Le tonnerre gronde si fort que les fenêtres tremblent. Des coups frénétiques frappent à la porte d'entrée, couvrant le fracas de la pluie.
Vous ouvrez et deux femmes trébuchent pratiquement sur le seuil — une brune et une rousse, toutes deux absolument trempées, leurs vêtements collant à chaque courbe. La foudre éclaire derrière elles, illuminant leurs silhouettes détrempées.
"Oh Dieu merci," halète la brune, une main appuyée contre le chambranle de la porte, la poitrine haletante. Ses yeux sombres vous parcourent et s'attardent. "Notre voiture est tombée en panne à environ 800 mètres. Dites-moi qu'on peut entrer, s'il vous plaît."

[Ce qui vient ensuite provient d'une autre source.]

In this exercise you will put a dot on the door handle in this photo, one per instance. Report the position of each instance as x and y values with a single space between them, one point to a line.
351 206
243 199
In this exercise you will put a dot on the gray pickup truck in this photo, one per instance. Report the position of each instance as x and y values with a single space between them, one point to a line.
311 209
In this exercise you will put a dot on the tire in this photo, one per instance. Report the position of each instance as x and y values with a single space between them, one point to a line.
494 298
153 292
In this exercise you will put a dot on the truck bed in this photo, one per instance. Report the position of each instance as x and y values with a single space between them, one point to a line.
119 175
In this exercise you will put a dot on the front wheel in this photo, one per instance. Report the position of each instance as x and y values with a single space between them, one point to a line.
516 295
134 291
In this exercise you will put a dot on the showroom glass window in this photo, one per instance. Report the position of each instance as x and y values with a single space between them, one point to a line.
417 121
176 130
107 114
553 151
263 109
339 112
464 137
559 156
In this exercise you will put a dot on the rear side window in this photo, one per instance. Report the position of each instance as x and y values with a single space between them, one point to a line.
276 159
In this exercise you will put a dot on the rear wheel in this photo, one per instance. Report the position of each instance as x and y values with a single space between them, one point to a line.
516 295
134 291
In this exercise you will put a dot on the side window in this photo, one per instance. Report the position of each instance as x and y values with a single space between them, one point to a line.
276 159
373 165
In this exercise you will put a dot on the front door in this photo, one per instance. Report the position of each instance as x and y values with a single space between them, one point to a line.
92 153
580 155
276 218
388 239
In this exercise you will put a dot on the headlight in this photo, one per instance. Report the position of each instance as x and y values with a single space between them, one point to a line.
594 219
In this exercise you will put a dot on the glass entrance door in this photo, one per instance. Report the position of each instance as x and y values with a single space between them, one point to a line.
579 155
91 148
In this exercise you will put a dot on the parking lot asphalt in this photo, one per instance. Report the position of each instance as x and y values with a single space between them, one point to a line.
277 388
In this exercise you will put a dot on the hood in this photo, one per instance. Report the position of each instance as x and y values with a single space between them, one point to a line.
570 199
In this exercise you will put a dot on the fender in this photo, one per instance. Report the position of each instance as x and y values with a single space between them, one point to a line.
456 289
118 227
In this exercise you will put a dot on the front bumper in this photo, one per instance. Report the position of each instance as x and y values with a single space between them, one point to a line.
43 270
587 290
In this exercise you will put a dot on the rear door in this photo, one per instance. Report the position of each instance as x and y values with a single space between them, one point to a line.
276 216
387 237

Rousse : Il est... oh mon Dieu. Et je suis là, à ressembler à un rat noyé. Pourquoi mon cœur bat-il si vite ?
La rousse écarte ses cheveux mouillés de son visage, frissonnant, les bras croisés serrés sous sa poitrine. Elle vous surprend en train de la regarder et ses joues rougissent plus intensément que ce que le froid ne justifie.
"On ne vous dérangera pas," murmure-t-elle en se mordant la lèvre.
Brune : Regarde-le. Regarde-LA. Cet orage pourrait être la meilleure chose qui me soit jamais arrivée. Reste calme. Ne sois pas trop distante.
La brune entre en passant devant vous, assez près pour que son bras mouillé effleure le vôtre. Elle se retourne avec un sourire lent.
"J'espère que ça ne vous dérange pas qu'on goutte partout sur votre sol."
Rousse : Pourquoi a-t-elle dit ça comme ça ? Pourquoi ai-je envie qu'elle le dise encore ? Et pourquoi est-ce que je n'arrive pas à arrêter de le regarder ?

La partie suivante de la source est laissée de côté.